Single by Matthew West

from the album Something to Say
- Released: January 2009
- Recorded: 2007
- Studio: Dark Horse Recording Studios, Nashville, TN
- Genre: CCM
- Length: 3:47
- Label: Sparrow
- Songwriters: Matthew West, Jason Houser, Sam Mizell
- Producer: Brown Bannister

Matthew West singles chronology
| "Something to Say" (2008) | "The Motions" (2009) | "When I Say I Do" (2009) |

Music video
- "The Motions" on YouTube

= The Motions (song) =

2009 song by Matthew West

"The Motions" is a song by contemporary Christian singer-songwriter Matthew West from his third studio album, Something to Say. It was released in January 2009 as the album's third single. It reached No. 1 on Christian adult contemporary radio in April 2009. The single was certified Platinum by RIAA.
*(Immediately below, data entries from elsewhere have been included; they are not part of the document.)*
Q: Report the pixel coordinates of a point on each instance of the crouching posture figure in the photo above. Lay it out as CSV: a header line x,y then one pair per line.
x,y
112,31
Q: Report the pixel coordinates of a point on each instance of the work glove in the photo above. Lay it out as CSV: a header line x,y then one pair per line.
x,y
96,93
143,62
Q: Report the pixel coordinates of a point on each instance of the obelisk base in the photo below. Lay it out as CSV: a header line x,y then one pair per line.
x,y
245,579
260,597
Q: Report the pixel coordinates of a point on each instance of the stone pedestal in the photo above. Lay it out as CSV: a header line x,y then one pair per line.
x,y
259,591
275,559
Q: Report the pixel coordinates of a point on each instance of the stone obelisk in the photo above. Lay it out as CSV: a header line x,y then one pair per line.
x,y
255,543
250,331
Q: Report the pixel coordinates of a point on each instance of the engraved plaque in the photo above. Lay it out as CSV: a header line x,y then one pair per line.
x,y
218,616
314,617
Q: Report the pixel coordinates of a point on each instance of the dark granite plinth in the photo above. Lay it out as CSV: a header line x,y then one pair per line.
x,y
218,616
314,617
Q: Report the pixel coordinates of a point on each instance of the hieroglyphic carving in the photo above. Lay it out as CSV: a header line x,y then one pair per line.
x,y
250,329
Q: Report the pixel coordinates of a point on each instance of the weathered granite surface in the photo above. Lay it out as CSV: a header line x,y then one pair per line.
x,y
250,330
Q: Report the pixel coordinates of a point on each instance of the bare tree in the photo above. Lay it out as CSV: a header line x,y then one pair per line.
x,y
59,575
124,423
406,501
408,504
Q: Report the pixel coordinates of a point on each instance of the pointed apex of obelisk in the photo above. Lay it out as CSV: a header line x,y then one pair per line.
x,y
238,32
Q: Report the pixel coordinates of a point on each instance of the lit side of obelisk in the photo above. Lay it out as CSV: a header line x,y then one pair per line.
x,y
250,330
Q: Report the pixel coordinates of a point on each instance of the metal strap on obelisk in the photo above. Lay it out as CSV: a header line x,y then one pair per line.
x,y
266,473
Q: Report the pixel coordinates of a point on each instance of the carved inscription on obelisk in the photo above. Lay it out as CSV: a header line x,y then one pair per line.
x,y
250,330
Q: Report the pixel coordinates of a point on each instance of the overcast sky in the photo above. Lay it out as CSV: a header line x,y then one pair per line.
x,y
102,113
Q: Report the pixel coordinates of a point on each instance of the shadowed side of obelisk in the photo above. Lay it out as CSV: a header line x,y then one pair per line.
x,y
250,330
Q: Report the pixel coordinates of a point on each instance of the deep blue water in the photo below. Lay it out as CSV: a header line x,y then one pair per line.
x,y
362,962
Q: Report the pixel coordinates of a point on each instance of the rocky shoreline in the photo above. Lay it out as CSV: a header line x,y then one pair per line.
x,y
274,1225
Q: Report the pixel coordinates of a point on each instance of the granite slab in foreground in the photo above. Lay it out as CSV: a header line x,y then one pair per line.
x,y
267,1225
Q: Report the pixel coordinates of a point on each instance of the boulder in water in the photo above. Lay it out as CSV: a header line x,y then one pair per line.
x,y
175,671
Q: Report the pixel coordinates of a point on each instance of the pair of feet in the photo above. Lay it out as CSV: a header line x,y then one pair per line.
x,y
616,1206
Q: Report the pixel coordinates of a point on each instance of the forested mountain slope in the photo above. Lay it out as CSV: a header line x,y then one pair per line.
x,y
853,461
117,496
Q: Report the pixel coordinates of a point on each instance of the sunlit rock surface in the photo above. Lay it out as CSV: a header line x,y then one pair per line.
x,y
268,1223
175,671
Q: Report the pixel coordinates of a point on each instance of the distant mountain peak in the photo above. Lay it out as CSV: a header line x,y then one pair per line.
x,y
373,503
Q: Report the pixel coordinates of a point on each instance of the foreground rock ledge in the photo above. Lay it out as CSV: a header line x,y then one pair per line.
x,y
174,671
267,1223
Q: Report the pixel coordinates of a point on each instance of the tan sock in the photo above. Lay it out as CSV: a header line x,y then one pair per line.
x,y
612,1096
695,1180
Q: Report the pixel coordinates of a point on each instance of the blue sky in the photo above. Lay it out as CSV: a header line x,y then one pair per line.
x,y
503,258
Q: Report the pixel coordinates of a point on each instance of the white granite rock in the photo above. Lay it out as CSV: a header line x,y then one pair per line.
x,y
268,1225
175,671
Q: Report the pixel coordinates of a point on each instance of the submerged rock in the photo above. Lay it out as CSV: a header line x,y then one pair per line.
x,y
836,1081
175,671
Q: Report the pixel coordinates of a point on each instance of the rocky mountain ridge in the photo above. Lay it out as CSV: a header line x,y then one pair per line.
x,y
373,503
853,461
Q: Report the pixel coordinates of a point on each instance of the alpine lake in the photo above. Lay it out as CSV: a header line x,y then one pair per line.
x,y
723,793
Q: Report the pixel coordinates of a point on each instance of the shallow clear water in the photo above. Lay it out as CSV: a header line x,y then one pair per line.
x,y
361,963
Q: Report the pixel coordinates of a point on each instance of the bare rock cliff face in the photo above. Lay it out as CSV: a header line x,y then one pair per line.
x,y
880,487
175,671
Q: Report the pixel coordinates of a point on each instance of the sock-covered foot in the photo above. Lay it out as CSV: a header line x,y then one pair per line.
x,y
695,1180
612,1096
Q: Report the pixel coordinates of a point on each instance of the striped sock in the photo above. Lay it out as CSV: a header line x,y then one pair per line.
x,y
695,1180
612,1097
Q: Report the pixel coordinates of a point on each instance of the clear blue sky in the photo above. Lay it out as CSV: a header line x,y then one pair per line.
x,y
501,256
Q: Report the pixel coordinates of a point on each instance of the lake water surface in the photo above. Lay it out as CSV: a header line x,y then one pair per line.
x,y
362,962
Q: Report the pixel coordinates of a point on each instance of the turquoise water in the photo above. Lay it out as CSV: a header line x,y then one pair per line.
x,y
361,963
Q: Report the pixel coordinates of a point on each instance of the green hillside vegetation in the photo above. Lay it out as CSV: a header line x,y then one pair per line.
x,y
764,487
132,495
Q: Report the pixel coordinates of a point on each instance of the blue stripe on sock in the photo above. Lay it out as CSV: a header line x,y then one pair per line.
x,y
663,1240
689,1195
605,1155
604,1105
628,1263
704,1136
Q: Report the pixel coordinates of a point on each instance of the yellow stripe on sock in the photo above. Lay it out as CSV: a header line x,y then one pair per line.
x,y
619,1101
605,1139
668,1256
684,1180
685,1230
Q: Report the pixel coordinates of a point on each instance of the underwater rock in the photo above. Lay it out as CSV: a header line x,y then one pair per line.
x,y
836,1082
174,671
The song is about complacency and a desire to "break free from the average, ordinary, lukewarm Christian life", and was inspired by a June 2007 column that West wrote for CCM Magazine.

The song appeared in the compilation album WOW Hits 2010.

==Background==

I think one of the greatest challenges in actively living out a relationship with Christ on earth is to avoid the trap of simply going through the motions ... I know how to put up a spiritual front, even if I’m not passionately seeking God. That's why I wrote the song.
— Matthew West on the song's meaning

The song was originally inspired by a column that Matthew West wrote in the "Writer's Block" portion of CCM Magazine. During part of 2007, West was a contributing columnist to the magazine, primarily discussing the details and method of his songwriting. In June 2007, his column drew a comparison between songwriting and personal life, talking about "moving through the motions" and writing a "perfectly structured" song; it soon becomes evident, however, that the song lacks inspiration and cannot be "[awoken] from its apparent slumber". Soon afterward "The Motions" was written, based on that concept.

West said he wrote the song after being "tired of that constant settling for a stale faith. God is a God of passion. His true plan for our lives is anything but boring."

In April 2007, he had experienced vocal problems, which led to surgery and a prescribed period of silence for two months. He said that the experience "brought [the] song to life for me".

==Release and promotion==
The song was released to Christian radio at the beginning of January 2009. It began rising on Christian music charts in March, and on April 17, it reached number 1 on R&R's Christian AC chart. It remained at the top position for five consecutive weeks. It also placed at number 2 on the Christian contemporary hit radio format in April. According to Nielsen SoundScan, "The Motions" was the top downloaded Christian track starting at the last week of April. In May 2009, the song reached number 10 on Billboards Bubbling Under Hot 100 Singles chart, which is equivalent to placing at 110 on the Hot 100.

On April 16, West played "The Motions" at the Vanderburgh County Right to Life event, which was attended by Michael Steele and guest speaker Sarah Palin. He also performed the song on Trinity Broadcasting Network's program Praise the Lord, which was aired on May 1.

A campaign website was created in promotion of the song, which includes a section where listeners submit "Motions Resolutions".

===Reception===
The song was generally well received by critics. Jesus Freak Hideout's review noted that the song caused his album, Something to Say, to be "anything but a buffet of the 'same old stuff'." On December 3, 2009, the song was Grammy Award nominated for the Best Gospel Song category, which was Matthew West's first Grammy nomination.

==Music video==
Matthew West created a music video for the song, which was the first video he had ever done. It premiered at tangle.com during the week of March 20, 2009. The video highlighted on his experience in 2007 with vocal fold surgery and two months of prescribed silence. The video includes footage of West performing the song on stage, primarily taking scenes from his 2008 documentary video, Nothing to Say.

==Charts==

=== Weekly ===

Weekly chart performance for "The Motions"
| Chart (2009) | Peak position |
|---|---|
| US Bubbling Under Hot 100 (Billboard) | 10 |
| US Christian AC Airplay (R&R) | 1 |
| US Christian CHR (R&R) | 2 |
| US Hot Christian Songs (Billboard) | 1 |

===Year-end charts===

Year-end chart performance for "The Motions"
| Chart (2009) | Position |
|---|---|
| US Christian AC Airplay (R&R) | 1 |
| US Christian CHR (R&R | 1 |
| US Hot Christian Songs (Billboard) | 1 |

===Decade-end charts===

Decade-end chart performance for "The Motions"
| Chart (2000s) | Position |
|---|---|
| US Hot Christian Songs (Billboard) | 4 |

==Certifications==

| Region | Certification | Certified units/sales |
| United States (RIAA) | Platinum | 1,000,000^{‡} |
^{‡} Sales+streaming figures based on certification alone.